But you can't just turn your back on a little lost girl.
Dennis Lehane's GONE, BABY, GONE is a brutal, harsh, and astonishing novel. Lehane takes the fish-in-a-barrel emotional set-up of a missing child in wholly unexpected directions. There's too much at stake for the detectives -- both the private eyes and the cops from the Crimes Against Children squad -- to get overly sentimental, and the action builds too quickly for the story to bog down in insincere hand-wringing. We know that stealing a child is evil, and Lehane doesn't weaken the book by telling us. Instead, he lets the effect of that evil on the characters play itself out, at its own relentless pace.
There is a steady stream of villains: drug dealers, torturers, rapists, child molesters, all the way up to a sociopath who will kill you if you bother him while he counts his money. (The sociopath, incidentally, is one of the good guys.) The plot masterfully weaves all these characters, with their competing and interrelated goals, into the story of Patrick and Angie simply trying to bring Amanda back alive, if it isn't already too late.
GONE, BABY, GONE is ultimately a story about family. The families the characters construct for themselves, and the means they use to defend them, are not the stuff of the great American tradition. But where tradition fails, the need for family remains, and even the perverts and sociopaths know the value of loyalty.

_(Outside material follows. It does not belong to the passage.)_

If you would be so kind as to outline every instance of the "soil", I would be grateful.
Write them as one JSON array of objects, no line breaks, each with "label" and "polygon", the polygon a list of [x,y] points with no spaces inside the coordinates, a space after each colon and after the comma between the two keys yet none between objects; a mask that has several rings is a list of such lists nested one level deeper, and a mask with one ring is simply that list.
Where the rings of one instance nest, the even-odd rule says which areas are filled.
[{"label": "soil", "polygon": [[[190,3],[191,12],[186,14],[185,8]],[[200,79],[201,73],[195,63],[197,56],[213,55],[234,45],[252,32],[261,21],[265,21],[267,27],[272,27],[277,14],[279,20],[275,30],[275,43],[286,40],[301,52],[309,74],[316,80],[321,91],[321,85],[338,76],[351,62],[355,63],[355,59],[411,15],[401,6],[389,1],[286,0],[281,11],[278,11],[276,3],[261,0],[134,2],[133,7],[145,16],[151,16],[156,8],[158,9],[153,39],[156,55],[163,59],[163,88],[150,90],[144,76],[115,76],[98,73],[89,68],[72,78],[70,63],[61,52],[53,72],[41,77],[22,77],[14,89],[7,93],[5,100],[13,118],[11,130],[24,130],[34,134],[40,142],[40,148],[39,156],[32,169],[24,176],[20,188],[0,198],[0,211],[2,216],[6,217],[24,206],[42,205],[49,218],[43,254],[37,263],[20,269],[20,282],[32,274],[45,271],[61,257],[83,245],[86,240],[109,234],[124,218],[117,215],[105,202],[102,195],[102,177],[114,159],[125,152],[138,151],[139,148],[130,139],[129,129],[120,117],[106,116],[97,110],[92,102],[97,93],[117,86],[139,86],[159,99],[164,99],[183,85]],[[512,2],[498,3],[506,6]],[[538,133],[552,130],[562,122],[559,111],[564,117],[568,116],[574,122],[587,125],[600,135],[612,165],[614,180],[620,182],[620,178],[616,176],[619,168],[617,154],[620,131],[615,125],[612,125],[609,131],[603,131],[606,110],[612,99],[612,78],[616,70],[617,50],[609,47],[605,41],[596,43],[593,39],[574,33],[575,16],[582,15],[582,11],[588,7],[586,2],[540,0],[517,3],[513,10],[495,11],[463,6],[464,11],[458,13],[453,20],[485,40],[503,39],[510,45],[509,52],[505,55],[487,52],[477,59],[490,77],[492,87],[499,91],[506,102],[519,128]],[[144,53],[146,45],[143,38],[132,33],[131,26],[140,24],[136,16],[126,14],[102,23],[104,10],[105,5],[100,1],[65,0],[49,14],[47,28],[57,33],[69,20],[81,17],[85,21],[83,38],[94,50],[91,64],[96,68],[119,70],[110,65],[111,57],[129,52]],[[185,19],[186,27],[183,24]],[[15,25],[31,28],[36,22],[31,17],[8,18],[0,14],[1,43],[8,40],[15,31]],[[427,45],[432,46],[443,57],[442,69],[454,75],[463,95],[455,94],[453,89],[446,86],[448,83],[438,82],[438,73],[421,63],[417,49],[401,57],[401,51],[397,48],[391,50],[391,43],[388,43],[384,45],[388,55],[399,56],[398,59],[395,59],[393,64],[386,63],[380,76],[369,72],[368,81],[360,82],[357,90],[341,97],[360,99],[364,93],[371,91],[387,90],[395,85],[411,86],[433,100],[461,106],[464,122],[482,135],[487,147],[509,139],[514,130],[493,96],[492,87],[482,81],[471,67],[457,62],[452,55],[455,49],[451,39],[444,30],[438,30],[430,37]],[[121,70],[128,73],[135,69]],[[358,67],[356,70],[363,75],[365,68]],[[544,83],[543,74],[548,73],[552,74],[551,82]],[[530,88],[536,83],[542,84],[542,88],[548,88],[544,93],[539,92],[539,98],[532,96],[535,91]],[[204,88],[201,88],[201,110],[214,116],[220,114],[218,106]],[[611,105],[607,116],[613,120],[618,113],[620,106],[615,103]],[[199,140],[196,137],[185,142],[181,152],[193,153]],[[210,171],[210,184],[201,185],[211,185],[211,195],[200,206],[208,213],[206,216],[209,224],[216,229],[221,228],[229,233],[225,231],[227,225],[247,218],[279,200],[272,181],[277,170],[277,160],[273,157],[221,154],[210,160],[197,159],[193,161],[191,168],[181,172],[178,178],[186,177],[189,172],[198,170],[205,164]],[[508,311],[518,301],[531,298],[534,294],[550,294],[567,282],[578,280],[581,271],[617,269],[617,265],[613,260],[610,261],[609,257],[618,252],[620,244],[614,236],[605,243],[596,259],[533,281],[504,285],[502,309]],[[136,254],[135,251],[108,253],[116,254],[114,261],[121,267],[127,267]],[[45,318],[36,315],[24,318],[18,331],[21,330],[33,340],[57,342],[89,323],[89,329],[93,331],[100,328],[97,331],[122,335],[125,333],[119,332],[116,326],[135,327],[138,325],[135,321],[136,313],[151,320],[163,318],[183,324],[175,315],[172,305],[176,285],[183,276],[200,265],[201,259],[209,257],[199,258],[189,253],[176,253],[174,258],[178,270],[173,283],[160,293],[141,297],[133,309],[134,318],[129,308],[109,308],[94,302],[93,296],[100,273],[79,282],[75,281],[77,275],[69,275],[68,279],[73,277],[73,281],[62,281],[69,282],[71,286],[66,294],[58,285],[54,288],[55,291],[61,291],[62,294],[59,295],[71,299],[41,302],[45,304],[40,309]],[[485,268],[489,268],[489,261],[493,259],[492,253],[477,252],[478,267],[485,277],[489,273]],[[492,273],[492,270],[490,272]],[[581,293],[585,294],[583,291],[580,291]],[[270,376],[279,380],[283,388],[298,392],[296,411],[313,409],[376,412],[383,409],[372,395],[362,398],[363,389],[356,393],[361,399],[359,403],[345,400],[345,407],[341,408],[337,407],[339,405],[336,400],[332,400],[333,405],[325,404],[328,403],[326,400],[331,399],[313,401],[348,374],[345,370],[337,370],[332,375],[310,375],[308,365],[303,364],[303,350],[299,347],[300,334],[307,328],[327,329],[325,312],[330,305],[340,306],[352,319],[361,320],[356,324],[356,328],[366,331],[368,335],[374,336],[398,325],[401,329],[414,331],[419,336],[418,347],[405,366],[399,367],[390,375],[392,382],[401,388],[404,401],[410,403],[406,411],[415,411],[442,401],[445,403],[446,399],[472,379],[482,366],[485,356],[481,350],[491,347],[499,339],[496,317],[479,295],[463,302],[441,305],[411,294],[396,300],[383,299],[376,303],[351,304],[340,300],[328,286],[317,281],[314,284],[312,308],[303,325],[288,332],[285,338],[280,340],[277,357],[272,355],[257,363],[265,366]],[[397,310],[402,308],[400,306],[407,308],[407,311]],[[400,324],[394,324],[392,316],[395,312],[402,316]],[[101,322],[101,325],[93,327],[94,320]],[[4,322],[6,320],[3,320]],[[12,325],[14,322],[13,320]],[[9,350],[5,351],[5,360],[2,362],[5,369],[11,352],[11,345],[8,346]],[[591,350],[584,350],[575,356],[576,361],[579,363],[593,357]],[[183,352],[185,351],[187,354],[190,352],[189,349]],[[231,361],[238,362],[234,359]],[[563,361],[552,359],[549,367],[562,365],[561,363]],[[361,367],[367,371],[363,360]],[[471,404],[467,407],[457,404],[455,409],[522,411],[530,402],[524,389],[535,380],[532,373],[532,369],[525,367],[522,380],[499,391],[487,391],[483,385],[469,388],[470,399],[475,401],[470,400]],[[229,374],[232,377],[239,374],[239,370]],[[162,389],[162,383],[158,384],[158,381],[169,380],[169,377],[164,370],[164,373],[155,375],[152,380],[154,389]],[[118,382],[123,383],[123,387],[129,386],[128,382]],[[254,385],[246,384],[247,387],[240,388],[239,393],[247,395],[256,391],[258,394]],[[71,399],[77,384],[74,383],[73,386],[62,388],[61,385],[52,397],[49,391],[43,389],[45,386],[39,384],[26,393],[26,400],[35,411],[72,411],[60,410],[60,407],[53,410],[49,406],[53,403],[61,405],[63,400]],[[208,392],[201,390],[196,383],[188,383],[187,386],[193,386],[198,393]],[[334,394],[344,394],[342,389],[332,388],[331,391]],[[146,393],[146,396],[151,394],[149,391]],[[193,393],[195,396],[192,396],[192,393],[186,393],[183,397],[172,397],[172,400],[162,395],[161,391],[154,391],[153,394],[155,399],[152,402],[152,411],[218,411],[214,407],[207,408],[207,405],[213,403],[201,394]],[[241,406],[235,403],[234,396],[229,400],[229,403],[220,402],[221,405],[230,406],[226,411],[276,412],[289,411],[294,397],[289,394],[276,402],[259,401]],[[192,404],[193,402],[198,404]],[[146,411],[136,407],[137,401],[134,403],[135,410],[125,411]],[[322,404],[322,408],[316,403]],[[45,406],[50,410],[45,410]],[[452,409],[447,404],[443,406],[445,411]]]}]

The very reason Patrick and Angie take the McCready case is, at bottom, to defend the idea of family against whoever violated it by taking Amanda. That what is good for the family may not be what is good for society is the unsettling idea that Patrick Kenzie, and the reader, must face in the end.
Other books by Dennis Lehane include: A DRINK BEFORE THE WAR; DARKNESS, TAKE MY HAND; SACRED; and PRAYERS FOR RAIN.